So, back to my original plan for today.  I did some really cool stuff at Penned Con that I am planning to share.  I was planning to start on Monday,  but I was exhausted. Sorry –  not going to make any excuses. I was wiped. The adrenalin rush subsided and I was drained.  So scratch Monday.

Yesterday I had a car, so I was in a mad scramble to get all of my errands completed. I got a couple of hours of writing time  in the morning, then it was off on a big circuit to the shops, grocery store, bank, post office, and I forgot to stop at the library.

This morning,  I get feedback from individuals that  I talked with at Penned and their first impressions of me were based on comments made by another individual. Wow! Thanks for that. It may seem like I don’t handle change well but in fact, I do.  I talk about it, talk about my frustration with it,  but I manage it. If I didn’t handle it I would need a prescription for Xanax or one of those other things daily. Of course, as it was also pointed out if I were to take the Xanax,  then I probably wouldn’t stress eat.

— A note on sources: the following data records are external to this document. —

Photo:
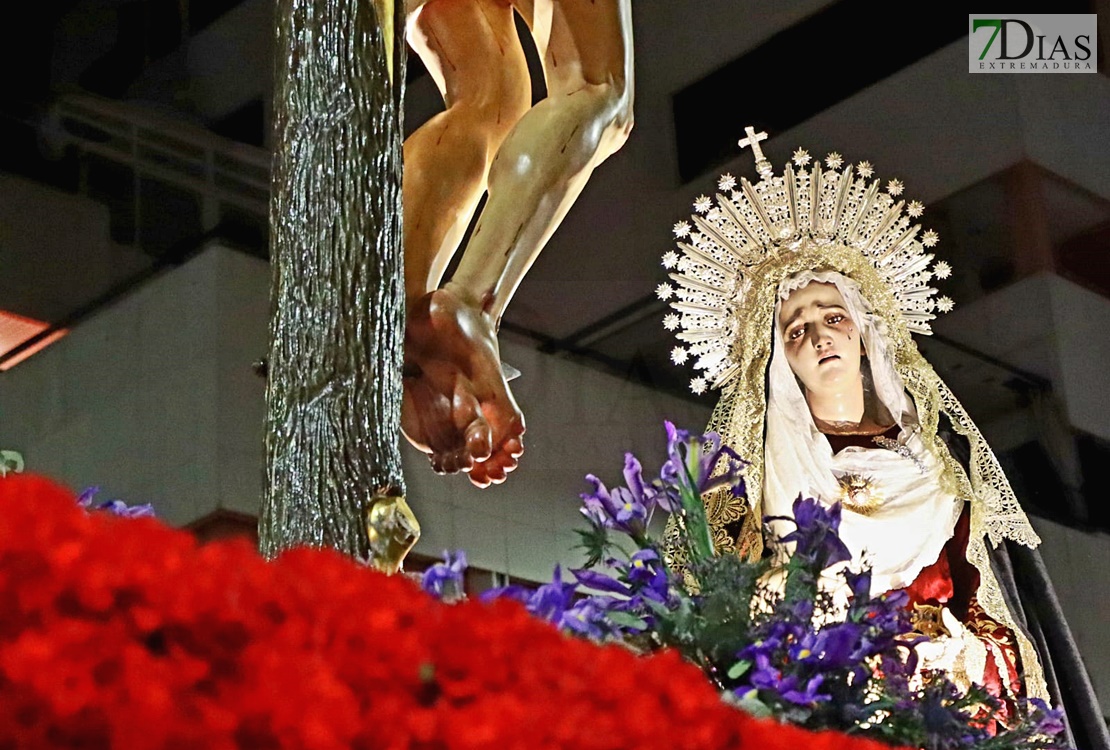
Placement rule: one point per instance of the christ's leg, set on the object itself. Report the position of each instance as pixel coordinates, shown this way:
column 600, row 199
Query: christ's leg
column 472, row 51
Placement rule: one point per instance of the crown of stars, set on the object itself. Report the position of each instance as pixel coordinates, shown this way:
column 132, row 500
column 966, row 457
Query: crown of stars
column 719, row 250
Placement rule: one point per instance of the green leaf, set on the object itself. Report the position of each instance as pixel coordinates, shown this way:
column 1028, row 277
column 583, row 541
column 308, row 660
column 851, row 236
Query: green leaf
column 10, row 462
column 695, row 525
column 737, row 670
column 752, row 703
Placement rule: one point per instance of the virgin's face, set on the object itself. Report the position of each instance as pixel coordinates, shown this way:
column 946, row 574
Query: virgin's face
column 823, row 344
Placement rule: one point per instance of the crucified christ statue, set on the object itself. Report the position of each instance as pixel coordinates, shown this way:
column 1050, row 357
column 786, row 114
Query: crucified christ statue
column 533, row 162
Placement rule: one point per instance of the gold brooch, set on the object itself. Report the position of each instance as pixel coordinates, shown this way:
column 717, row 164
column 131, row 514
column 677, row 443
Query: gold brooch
column 858, row 494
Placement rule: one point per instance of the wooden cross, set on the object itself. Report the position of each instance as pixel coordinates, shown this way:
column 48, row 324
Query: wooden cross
column 753, row 140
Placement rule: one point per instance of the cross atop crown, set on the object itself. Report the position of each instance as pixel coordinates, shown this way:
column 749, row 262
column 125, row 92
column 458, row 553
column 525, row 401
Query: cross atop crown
column 753, row 140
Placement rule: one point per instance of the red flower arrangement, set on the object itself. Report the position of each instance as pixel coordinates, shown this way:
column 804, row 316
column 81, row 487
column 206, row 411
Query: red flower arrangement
column 125, row 634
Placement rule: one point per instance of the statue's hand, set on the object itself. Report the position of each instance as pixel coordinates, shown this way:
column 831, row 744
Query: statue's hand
column 457, row 406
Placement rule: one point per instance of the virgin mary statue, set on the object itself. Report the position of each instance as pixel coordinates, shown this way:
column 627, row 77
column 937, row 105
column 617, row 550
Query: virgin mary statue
column 796, row 296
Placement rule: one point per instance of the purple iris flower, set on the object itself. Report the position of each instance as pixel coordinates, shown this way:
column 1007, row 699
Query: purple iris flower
column 815, row 536
column 648, row 574
column 599, row 581
column 809, row 695
column 444, row 580
column 551, row 600
column 1049, row 721
column 692, row 460
column 114, row 507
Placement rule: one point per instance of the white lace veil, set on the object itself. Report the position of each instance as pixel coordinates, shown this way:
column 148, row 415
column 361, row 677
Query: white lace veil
column 917, row 517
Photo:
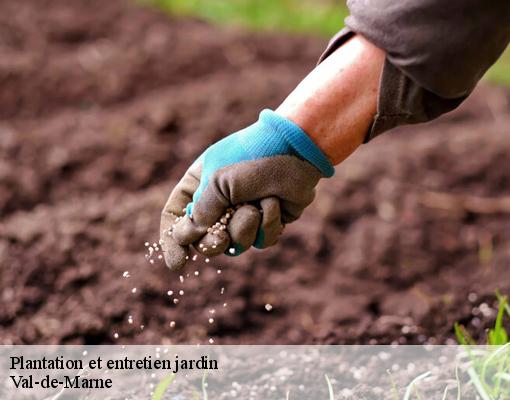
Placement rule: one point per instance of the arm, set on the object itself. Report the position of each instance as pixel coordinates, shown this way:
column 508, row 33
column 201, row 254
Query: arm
column 274, row 164
column 337, row 102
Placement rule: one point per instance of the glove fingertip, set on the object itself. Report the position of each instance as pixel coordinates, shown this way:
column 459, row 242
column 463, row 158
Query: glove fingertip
column 261, row 237
column 175, row 255
column 235, row 250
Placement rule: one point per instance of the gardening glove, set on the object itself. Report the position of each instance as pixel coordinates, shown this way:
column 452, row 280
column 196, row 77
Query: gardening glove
column 267, row 171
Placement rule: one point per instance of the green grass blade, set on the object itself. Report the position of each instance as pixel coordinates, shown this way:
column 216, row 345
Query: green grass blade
column 445, row 393
column 330, row 388
column 410, row 387
column 458, row 381
column 205, row 396
column 394, row 389
column 163, row 386
column 478, row 385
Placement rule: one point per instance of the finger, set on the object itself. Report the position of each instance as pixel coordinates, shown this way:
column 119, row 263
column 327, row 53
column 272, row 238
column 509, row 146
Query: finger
column 184, row 190
column 243, row 228
column 174, row 254
column 207, row 207
column 271, row 227
column 214, row 243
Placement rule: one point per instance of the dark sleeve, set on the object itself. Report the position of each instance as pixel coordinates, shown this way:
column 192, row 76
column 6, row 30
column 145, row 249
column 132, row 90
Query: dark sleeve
column 436, row 52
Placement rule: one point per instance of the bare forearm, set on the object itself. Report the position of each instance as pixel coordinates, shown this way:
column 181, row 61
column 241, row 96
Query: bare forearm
column 336, row 103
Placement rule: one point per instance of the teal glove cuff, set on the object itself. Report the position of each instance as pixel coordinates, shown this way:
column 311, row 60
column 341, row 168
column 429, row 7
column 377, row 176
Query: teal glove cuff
column 298, row 140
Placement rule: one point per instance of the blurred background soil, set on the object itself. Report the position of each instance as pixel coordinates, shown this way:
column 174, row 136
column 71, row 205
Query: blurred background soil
column 103, row 106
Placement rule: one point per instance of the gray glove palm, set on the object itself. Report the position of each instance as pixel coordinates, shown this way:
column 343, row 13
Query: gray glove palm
column 268, row 170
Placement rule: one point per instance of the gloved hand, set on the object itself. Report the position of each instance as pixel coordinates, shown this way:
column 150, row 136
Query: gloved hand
column 268, row 170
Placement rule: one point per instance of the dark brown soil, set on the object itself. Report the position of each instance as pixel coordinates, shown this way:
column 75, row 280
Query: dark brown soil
column 103, row 105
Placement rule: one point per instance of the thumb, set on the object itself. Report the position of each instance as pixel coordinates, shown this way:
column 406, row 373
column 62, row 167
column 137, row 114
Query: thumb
column 206, row 209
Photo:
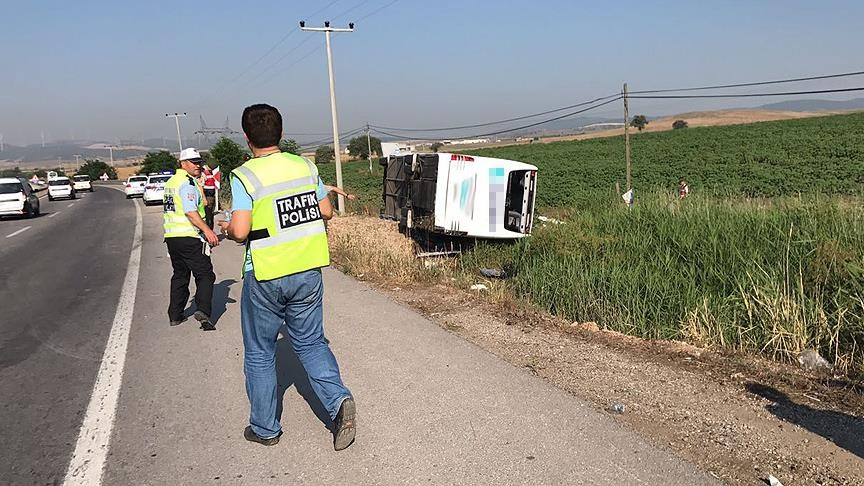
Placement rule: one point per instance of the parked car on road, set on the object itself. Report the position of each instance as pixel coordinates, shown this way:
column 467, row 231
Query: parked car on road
column 154, row 191
column 18, row 198
column 135, row 186
column 82, row 183
column 60, row 187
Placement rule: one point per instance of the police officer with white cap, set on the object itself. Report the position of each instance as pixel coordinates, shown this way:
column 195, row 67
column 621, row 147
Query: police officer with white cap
column 189, row 240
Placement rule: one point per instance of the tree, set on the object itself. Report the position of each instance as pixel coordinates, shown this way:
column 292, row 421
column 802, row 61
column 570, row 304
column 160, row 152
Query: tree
column 157, row 162
column 290, row 145
column 639, row 121
column 95, row 168
column 228, row 155
column 359, row 147
column 324, row 154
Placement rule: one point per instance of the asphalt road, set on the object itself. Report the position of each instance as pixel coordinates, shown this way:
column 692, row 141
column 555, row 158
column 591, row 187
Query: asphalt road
column 58, row 293
column 432, row 408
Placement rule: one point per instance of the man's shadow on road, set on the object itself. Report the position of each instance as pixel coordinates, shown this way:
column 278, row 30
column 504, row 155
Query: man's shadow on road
column 221, row 299
column 844, row 430
column 290, row 371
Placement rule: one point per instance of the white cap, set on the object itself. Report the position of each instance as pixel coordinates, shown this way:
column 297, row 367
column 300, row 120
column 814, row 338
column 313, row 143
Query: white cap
column 189, row 154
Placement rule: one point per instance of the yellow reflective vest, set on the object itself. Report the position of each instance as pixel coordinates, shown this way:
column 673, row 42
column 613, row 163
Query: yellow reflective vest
column 175, row 224
column 288, row 234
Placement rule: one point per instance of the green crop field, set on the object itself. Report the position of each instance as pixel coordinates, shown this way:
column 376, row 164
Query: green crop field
column 765, row 256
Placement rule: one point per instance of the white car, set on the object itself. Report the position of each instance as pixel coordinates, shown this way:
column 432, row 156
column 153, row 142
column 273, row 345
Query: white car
column 18, row 198
column 135, row 186
column 154, row 191
column 82, row 183
column 60, row 187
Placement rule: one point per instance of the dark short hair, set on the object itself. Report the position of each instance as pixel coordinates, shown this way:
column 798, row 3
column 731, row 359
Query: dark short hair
column 262, row 125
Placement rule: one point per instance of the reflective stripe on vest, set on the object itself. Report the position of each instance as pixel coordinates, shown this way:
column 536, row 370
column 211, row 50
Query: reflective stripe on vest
column 289, row 233
column 175, row 224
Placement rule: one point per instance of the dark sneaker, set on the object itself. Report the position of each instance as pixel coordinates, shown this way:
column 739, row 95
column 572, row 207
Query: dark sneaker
column 204, row 319
column 253, row 437
column 344, row 426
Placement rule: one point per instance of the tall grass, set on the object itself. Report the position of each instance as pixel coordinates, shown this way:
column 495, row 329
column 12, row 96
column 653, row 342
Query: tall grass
column 773, row 277
column 740, row 265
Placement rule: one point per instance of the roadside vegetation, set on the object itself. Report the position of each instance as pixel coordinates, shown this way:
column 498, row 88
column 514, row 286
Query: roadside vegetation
column 766, row 255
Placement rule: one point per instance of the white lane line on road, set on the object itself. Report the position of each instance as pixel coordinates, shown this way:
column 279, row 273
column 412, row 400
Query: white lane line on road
column 91, row 449
column 18, row 232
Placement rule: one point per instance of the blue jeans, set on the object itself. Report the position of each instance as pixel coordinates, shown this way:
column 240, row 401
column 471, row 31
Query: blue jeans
column 297, row 302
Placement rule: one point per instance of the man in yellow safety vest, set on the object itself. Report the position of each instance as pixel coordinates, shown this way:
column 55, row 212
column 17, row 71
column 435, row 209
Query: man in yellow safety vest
column 279, row 205
column 189, row 240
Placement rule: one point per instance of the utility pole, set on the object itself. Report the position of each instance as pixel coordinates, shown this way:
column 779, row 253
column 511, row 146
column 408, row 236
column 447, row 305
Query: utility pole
column 177, row 117
column 627, row 135
column 338, row 156
column 369, row 147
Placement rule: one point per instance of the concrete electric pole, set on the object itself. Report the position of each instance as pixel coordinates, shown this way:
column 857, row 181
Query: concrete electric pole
column 177, row 117
column 369, row 147
column 338, row 156
column 627, row 135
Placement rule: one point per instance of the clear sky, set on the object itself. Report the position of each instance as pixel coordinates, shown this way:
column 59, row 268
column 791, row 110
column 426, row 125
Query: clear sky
column 112, row 69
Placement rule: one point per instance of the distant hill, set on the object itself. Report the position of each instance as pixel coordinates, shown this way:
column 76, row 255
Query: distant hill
column 815, row 105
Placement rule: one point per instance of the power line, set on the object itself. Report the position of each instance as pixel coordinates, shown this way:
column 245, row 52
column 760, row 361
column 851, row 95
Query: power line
column 749, row 95
column 513, row 129
column 246, row 70
column 757, row 83
column 277, row 44
column 342, row 136
column 376, row 11
column 478, row 125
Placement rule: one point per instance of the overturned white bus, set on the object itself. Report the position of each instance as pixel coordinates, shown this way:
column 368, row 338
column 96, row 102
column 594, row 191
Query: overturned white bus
column 460, row 195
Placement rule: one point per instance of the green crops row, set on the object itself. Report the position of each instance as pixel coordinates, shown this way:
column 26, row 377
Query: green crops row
column 770, row 277
column 766, row 256
column 822, row 155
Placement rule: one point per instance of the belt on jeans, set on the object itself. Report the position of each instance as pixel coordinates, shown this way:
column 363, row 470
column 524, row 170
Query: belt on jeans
column 258, row 234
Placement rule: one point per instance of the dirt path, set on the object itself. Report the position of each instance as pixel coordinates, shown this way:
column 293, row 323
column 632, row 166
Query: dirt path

Xanax versus brownies . . .  I am fond of brownies. Not as fond of the chemicals in the drugs. I need all the brain cells I can muster.  I freely admit I am a long time self-medicator with food. Now put my  brownies back on the table and back away slowly and no one will get hurt.

Plans change. We adapt. We make new plans. Life throws us a curve ball,  we bunt. It throws a speedball, we hit a homer! Sometimes we strike out,  but sometimes it’s a grand slam.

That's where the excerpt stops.